Aus der Not heraus werden Werte und „Sinn“ vorgegeben. Doch: Die Pandemie Covid-19 schickt den Globus auf eine unbekannte Entdeckungsreise, die einer verzweifelten Irrfahrt gleicht. Wo das Ziel auch liegen mag: die aktuellen Herausforderungen in Politik, Wirtschaft, Gesundheit, Ethik und Bildung üben unerwarteten, aber auch unberechenbaren Druck auf die weltweite Sozietät aus.

Fakt ist: Wir befinden uns seit Wochen in einem noch ungeübten Prozess des Wandels.

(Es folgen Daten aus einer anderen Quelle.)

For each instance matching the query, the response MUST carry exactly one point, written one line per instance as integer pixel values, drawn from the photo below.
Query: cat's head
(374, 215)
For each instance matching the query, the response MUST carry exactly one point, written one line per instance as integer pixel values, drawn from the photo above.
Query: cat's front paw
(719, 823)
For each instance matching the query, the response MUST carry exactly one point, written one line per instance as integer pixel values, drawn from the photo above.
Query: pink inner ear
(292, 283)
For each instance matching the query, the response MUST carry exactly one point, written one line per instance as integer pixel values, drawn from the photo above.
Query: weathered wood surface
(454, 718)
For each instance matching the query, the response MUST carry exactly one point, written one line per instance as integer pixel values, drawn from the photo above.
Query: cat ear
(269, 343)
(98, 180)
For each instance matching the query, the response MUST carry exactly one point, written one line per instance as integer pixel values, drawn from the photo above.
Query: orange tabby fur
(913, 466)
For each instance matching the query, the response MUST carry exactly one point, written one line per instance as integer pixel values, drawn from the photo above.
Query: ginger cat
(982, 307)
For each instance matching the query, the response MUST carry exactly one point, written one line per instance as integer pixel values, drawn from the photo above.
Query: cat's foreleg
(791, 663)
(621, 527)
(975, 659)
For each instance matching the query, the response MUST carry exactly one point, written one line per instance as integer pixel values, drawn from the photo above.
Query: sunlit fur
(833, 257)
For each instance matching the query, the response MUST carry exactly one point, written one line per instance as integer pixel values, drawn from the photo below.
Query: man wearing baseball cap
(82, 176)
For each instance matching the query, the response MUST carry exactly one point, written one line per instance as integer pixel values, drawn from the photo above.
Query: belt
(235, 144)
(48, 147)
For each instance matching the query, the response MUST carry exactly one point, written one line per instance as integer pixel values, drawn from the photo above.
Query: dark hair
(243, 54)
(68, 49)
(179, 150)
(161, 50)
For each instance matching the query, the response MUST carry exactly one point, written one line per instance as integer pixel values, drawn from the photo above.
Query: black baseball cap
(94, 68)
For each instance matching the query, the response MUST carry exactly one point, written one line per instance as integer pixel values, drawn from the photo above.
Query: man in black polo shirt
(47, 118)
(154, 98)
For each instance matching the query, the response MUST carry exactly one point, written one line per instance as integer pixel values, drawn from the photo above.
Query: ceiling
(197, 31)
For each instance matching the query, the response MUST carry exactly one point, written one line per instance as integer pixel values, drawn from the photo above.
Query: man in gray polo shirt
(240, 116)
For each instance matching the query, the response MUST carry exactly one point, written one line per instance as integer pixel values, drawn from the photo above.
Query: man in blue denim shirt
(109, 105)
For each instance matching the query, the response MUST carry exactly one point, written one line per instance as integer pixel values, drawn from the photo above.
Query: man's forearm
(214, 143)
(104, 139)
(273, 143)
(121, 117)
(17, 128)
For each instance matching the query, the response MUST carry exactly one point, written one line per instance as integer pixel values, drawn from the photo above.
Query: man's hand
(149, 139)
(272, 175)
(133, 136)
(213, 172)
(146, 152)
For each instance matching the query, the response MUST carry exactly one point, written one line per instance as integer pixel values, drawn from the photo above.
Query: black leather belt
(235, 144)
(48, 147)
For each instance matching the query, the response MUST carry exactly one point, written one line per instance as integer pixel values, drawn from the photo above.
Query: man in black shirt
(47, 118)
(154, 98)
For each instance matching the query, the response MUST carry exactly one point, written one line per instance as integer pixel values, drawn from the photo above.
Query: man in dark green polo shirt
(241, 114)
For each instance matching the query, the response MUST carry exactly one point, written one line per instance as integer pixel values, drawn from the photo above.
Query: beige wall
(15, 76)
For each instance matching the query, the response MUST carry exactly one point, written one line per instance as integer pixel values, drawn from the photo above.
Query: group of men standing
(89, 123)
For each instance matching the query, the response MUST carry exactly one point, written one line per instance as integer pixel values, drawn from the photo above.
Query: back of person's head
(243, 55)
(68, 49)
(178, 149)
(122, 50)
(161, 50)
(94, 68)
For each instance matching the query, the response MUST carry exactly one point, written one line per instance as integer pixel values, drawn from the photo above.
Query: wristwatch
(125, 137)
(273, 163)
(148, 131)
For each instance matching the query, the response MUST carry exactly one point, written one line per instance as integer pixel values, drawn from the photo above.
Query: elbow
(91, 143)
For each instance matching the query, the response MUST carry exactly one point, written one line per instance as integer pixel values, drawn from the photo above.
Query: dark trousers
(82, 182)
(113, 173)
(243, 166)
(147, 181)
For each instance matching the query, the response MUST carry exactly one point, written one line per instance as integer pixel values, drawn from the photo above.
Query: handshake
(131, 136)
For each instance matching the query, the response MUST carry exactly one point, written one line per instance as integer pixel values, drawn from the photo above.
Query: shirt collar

Als Auslöser des gewaltigen Ein- und Umbruchs sind weder bewusstes Zutun noch eine unbeeinflussbare Naturkatastrophe auszumachen. Die aktive Ursachenforschung, wer was wann zu spät erkannt hat, fehlt daher großteils. Meist prägen Schuldzuweisungen das inszenierte Theater. Nun ist zwar eine Bühne von Wuhan bis zum – bereits zur Legende gewordenen – Après-Ski in Ischgl bereitet. Sie führt auch in Intensivstationen und Pflegeheime, doch ohne Sündenbockmechanismus. Das gegenwärtige Weltschauspiel läuft unbeirrt weiter. Es wirkt auf Seele und Geist, individuell und kollektiv. Das Virus ist heimtückisch, hält uns in Bann und deckt die List vergangener Mythen auf. Unbestimmbar, aber gnadenlos.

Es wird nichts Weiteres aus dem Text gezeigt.